Foi nesse momento que seus olhos caíram sobre um cartaz pendurado ao lado do caixa em que Yachi estava sentada. De primeira, Tobio não entendeu muito bem do que se tratava, parecendo muito com um cardápio de plantas.
Sua expressão devia estar cômica o suficiente, pois Yachi logo o chamou:
— Ah, gostou do nosso cartaz? É novo.
Isso explicava o motivo de Tobio nunca ter reparado no objeto antes.
— Não entendi direito, é um cardápio de flor?
Yachi riu, constrangida.
— Não! Bom, não exatamente, eu acho… É um cartaz pra guiar os fregueses! Muita gente vem aqui buscando flores com significados sabe, pra presentear alguém. Por isso, eu e o Shouyou montamos isso aí, pra facilitar na hora de orientar quem tá buscando uma flor com um significado específico.
Kageyama concordou, com as sobrancelhas arqueadas. Ele não sabia que flores tinham significados.
Seus olhos vagaram o cartaz despretensiosamente. Era bonito e colorido, com uma série de nomes, significados e imagens de flores. Próximo ao rodapé do banner, uma flor chamou a atenção de Tobio.
Ele se inclinou e estreitou seus olhos para o escrito:
“Lírio laranja: é comumente associado à admiração e ao desejo, transmitindo delicadamente sentimentos de afeição e afeto.”
Kageyama piscou, atônito, e leu a frase mais uma vez.
Num pulo, ele se afastou do cartaz. Isso não podia ser real.
Virando seu rosto na direção de Yachi e percebendo o olhar confuso da moça por conta de seus movimentos bruscos, Tobio tossiu fracamente para aliviar a tensão.

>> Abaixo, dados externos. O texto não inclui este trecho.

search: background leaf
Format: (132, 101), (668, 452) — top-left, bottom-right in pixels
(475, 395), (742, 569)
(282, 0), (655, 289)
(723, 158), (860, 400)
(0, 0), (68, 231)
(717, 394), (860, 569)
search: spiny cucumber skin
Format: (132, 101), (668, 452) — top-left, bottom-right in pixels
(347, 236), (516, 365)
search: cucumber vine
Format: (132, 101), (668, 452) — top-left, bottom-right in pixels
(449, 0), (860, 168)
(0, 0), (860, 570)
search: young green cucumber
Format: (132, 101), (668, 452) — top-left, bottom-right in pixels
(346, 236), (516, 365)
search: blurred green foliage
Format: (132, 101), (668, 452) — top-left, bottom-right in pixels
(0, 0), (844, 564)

— Você vê um picolé de leite ninho pra mim, por favor? — Ele pediu enquanto enfiava as mãos desesperadas no bolso de sua mochila para disfarçar seus tremores.
Meu deus, isso não podia ser real.
— Aqui! — Yachi chamou, com o picolé já em mãos.
Tobio pegou o sorvete e, com um movimento só, arrancou a embalagem de plástico e o mordeu. A dor congelante em seus dentes fez seu cérebro rodar, mas, por sorte, também fez seu coração focar em outra coisa que não fosse a frase que ele acabou de ler.
Admiração. Afeto. Desejo.
Ele olhou para o cartaz mais uma vez.
— V-Você e o Hinata sabem tudo isso de cor? Parece muita coisa… — A pergunta ecoou primeiro por sua mente. Kageyama só percebeu que, de fato, havia perguntado em voz alta quando a loira deu uma risadinha como resposta.
— Ah, uma hora você se acostuma. Eu demorei um pouco mais pra guardar, sou meio ruim com isso… Mas o Shouyou decorou desde a primeira semana trabalhando aqui. Ele gosta bastante dessa coisa de significado das flores.
Kageyama piscou.
Ok, essa definitivamente não era a resposta que ele esperava.
Ele precisava sair dali. Agora.
— Obrigado pelo sorvete Yachi, mas preciso ir. Meu treino… — Ele balbuciou enquanto jogava as notas de dinheiro do sorvete sobre o caixa e se afastava da loira.
— Ahn, mas e o Shouyou? Ah, eu aviso ele que você passou aqui. — Tobio não tinha certeza se murmurou um “não precisa” ou se ele apenas pensou nessa resposta à medida que dava passos largos e rápidos em direção a saída do shopping.
A brisa quente da tarde não acalmou seus pensamentos em nada. Ele deu mais uma mordida no picolé, sentido, de novo, a ardência nos dentes. Dessa vez, seu coração continuou batendo muito forte.
Admiração. Afeto. Desejo.
Sua respiração engasgou na garganta. Meu deus, isso não podia ser real.
. ☘︎.ᐟ
No dia seguinte ao ocorrido com o maldito significado do maldito lírio laranja, Kageyama não foi trabalhar. Não por escolha dele, pelo menos.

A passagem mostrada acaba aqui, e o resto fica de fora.